From the curatorial text:

Noa Rich’s work comprises two worlds of content—the world of the female body and the world of the utilitarian object. Noa fuses the two realms into a single non-hierarchic domain of the body-object. The objects are a direct extension of the body and its organs, and conversely, the body serves the object and the object serves the body, while together, they have no real function.

 

The series of figurines at the center of the exhibition form a kind of capsule of the rest of the works on display. Their miniature size alludes to their being a scale model for a larger event, but also, they contain the potential for the surrounding sculptural situations. Their cultural context as ritual objects with a mystical bond marks the exhibition and the objects in it as an arena of ceremonial potential.

 

Noa uses the simplest and most basic materials in her work.
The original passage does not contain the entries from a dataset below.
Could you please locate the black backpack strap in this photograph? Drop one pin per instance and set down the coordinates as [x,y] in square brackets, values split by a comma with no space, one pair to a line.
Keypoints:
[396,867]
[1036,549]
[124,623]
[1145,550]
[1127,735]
Likewise, the handwriting and processing of the materials is simple and exposed; cardboard, fabric, screws, cotton and iron threads converge in actions of tying, wrapping and gluing. Using visible handwriting and exposed materiality, Noa presents images of the body, sexuality, organs and fluids as a kind of inner language that spells itself out in repetitive action and simple craft.

 

The act of repetition and replication transforms the body and its parts into an icon, model or simple repetitive form. At the same time, the body parts that appear in the exhibition are not general but have a specific character that undermines their iconicity and gives them a personal character, as well as their own special body and sexuality that subvert the idea of ​​a uniform and iconic body.

 

The works in the exhibition invite their use in different ways: some have a certain movement that beckons the viewer to move and change them, others are complex or refer to familiar and everyday utilitarian objects, and others embody the possibility of ceremonial and ritual use. At the same time, the works are in a state of frozen motion—they contain movement, energy and action, but exist in a kind of internal loop, of cyclical and repetitive movement in which there is no progress.